Der Schluss von Joel und Ethan Coens neuem Film „Inside Llewyn Davis“ steht am Anfang: Während der von Oscar Isaac gespielte Titelheld, ein mittelloser Folksänger, nach seinem melancholischen Auftritt im Gaslight Café von Greenwich Village auf dem Hinterhof des Lokals von einem mysteriösen Traditionalisten aus Rache brutal zusammengeschlagen wird, betritt der junge, noch unbekannte Bob Dylan die Bühne des kleinen Folkclubs. Die beiden Musiker sind Brüder im Geiste einer neuen, heraufziehenden Folk-Bewegung, aber noch scheinen sie in ihren singulären Bestrebungen nichts voneinander zu wissen. Von Dave Van Ronks Autobiographie „The Mayor of MacDougal Street“ („Der König von Greenwich Village“) inspiriert, der als Musikerkollege und zentrale Figur der Szene Dylan protegierte, blenden die Gebrüder Coen mit ihrem Protagonisten Llewyn Davis verschiedene historische Vorbilder und Motive ineinander, um den Spirit dieser Aufbruchsbewegung wiederzubeleben.

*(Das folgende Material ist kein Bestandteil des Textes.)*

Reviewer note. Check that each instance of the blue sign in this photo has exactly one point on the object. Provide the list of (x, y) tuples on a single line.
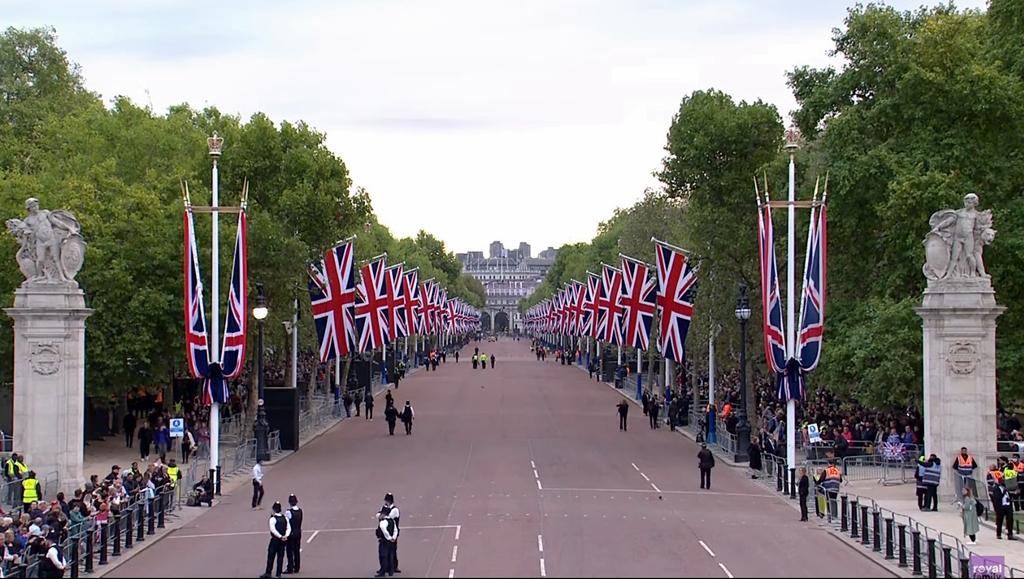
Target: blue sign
[(177, 427)]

Der New Yorker Winter des Jahres 1961 ist grau, nass, windig und kalt und deshalb fast farblos fotografiert. Durch das schummrig beleuchtete Gaslight Café ziehen Nebelschwaden aus Zigarettenrauch, und die Aufmerksamkeit der Zuhörerschaft ist ungewöhnlich gespannt. Sie ist echt und ungeteilt, gilt ebenso den Neuerern wie den Traditionalisten, deren Ironisierung allenfalls im Auge und Ohr des Betrachters bzw. Zuhörers liegt. Die Gunst des Publikums kennt jedenfalls noch keine Grabenkämpfe. Deshalb ist es auch auffällig störend und unfair, wenn Llewyn Davis den Auftritt einer älteren Kollegin beleidigend niederbrüllt. Außenseiter, die von ihrer Musik nicht leben können, sind sie mehr oder weniger alle. Doch Llewyn ist darüber hinaus ein einsamer Drifter, dessen Kreisbewegungen einen historischen Moment markieren und dessen ideelle Fliehkräfte ihn verloren zwischen Lower Manhattan und Upper West Side, New York und Chicago herumirren lassen.

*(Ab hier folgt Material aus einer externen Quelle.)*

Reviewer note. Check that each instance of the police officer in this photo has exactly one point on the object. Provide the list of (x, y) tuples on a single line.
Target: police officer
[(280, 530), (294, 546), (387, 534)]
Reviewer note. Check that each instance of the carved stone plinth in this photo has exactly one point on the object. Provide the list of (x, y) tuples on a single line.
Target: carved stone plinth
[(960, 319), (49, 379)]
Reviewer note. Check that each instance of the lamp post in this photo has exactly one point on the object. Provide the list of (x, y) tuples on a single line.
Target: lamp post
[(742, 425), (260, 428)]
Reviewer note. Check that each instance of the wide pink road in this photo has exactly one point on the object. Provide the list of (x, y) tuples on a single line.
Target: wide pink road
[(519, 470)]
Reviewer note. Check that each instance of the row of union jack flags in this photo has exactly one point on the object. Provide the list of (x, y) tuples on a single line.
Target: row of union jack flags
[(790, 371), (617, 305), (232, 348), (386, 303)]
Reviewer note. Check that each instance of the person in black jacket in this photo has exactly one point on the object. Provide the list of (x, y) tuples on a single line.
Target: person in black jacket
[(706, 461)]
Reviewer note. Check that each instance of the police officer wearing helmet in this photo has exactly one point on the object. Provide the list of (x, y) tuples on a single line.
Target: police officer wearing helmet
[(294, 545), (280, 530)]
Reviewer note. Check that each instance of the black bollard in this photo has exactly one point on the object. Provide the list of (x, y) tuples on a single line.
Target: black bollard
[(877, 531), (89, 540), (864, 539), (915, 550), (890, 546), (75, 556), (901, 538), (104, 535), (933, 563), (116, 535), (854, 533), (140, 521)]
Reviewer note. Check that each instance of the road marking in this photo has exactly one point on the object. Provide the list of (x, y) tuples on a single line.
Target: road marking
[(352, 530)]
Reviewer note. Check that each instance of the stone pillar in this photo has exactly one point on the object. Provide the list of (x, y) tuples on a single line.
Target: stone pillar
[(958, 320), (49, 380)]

So zeichnen Joel und Ethan Coen, unterstützt durch konzentriert und ausführlich dargebotene Liedbeiträge, das tragikomische Portrait eines Verlierers und Überlebenskünstlers, der ohne festen Wohnsitz lebt, auf Freunde und Gönner angewiesen ist, von einer Katze verfolgt wird und schon leicht resigniert für seine Kunst streitet. Seit er seinen Duo-Partner durch Selbstmord verloren hat, ist ihm auch der Glaube an sich selbst abhanden gekommen. Llewyns Ziellosigkeit, die wenig Rücksichten kennt und Kompromisse weitgehend ablehnt, findet ihren Widerhall bei den anderen Suchenden und Gestrandeten jener Tage: den Poeten der Beat Generation und den Junkies des Bebop. „On the road“, auf einer ebenso düsteren wie unwirklichen Autofahrt nach Chicago und zurück, inszenieren die Coens den „klimatisierten Alptraum“ und die verlorenen Illusionen dieser ausgesetzten, müden Vagabunden am Beginn einer neuen künstlerischen Ära.